I think it's the strings, new strings really brighten up an acoustic


----------



## mansfield (Dec 23, 2009)

I find that normally within a month of a new set being installed they start sounding dead. It doesnt seem to matter if I play a lot or not after the first month they just do not have the same sound any longer. I use martin strings I'm not sure how they rate compared to other brands but that's my experience with them.


----------



## ronmac (Sep 22, 2006)

New strings will definitely bring back the brightness. How it compares to the Yamaha after that is a matter of taste. You may also want to consider where the guitar is stored when not in use. If it is kept in a basement, with relatively high humidity, that can contribute to a dull and lifeless instrument (yes, even if it is all laminate). 

Although they cost a bit more to buy, consider going with a coated string (D'Addario EXP or Elixir) if you don't play the guitar often. They do stand up to less than ideal environments much longer than regular strings.


----------



## Ship of fools (Nov 17, 2007)

*You do know*

That just because you don't play it doesn't mean that the strings don't wear out, even if its never touched the strings are subject to humidity or lack of and dust and every other thing available to help corrode the strings.
And yes your Washburn is a laminate unless there is a S after the D-10, which would mean that the top was a solid top ( none of the D-10's were ever made as a solid body guitar, which really is to bad )So when you travel home make sure you take some new strings with you, better yet get your dad started on playing instead of leaving that poor guitar to fend for itself.Ship


----------



## xuthal (May 15, 2007)

Another vote for the dead strings.With acoustics the change in tone is much more noticable than on an electric plugged into an amp.If you haven't been playing the guitar while the strings slowly die you will notice the difference more so than if you had been playing it and getting used to the dying strings,if that makes any sense.....


----------



## Mike MacLeod (Nov 27, 2006)

Yeah, change the strings. 

I'm not generally a fan of coated strings, but in this case they make the most sense. They tend to sound a tiny bit old right out of the package, but they don't change much, especially if you don't play the instrument regularly. This guitar is a perfect candidate for these.

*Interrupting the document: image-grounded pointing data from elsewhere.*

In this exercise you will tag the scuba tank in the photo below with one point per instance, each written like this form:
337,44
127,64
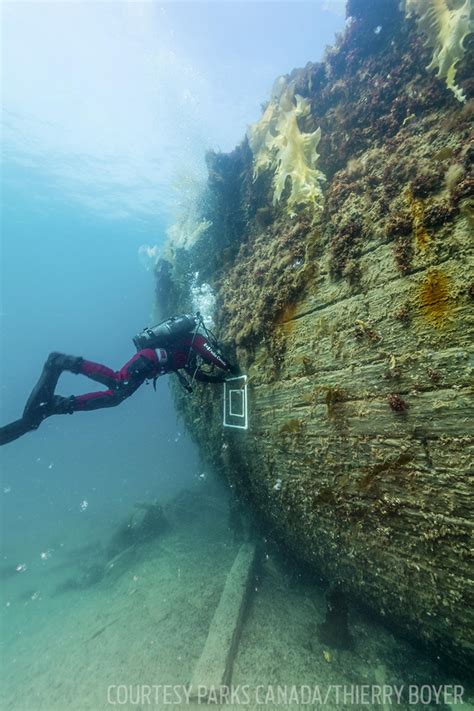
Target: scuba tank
164,333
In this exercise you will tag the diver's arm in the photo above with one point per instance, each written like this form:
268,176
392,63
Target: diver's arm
208,378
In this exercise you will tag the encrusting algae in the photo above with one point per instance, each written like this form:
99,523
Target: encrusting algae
339,252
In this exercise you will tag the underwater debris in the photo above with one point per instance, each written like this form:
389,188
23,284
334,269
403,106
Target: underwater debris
445,30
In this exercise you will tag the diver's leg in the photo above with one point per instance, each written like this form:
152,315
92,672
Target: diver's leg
105,398
44,388
100,373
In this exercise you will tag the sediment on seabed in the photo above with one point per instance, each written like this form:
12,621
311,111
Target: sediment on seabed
335,239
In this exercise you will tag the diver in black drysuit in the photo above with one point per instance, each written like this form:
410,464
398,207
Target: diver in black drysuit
179,345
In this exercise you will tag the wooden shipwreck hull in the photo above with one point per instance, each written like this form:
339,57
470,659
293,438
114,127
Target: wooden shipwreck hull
351,319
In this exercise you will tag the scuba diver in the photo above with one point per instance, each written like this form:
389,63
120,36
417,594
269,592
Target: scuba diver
181,345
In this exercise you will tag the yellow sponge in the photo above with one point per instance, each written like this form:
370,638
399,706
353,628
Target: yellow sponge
446,27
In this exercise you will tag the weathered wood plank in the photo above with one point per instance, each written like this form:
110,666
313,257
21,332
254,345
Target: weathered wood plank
214,668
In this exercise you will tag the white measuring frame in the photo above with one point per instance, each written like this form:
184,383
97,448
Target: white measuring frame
236,399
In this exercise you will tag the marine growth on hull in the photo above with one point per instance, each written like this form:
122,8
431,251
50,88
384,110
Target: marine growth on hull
337,248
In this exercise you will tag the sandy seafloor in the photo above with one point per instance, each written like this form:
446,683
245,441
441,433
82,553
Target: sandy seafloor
146,622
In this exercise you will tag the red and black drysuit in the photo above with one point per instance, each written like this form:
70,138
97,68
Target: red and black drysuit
147,364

Your ear might also be getting better. Laminate tops are generally pretty lifeless when compared to a more responsive top.


----------



## Jim DaddyO (Mar 20, 2009)

My S&P gets dull sounding, I change the strings and it gets sweet again.


----------



## notjoeaverage (Oct 6, 2008)

*Tone fixes*

If you know you're not going to play your guitar for more than 2 weeks loosen the strings till there is no tension. You should never leave tension on the top if you're not using it. If it still sounds dull after new strings, change the bridge pins to ebony or bone, if still not bright enough try a bone saddle as well.


----------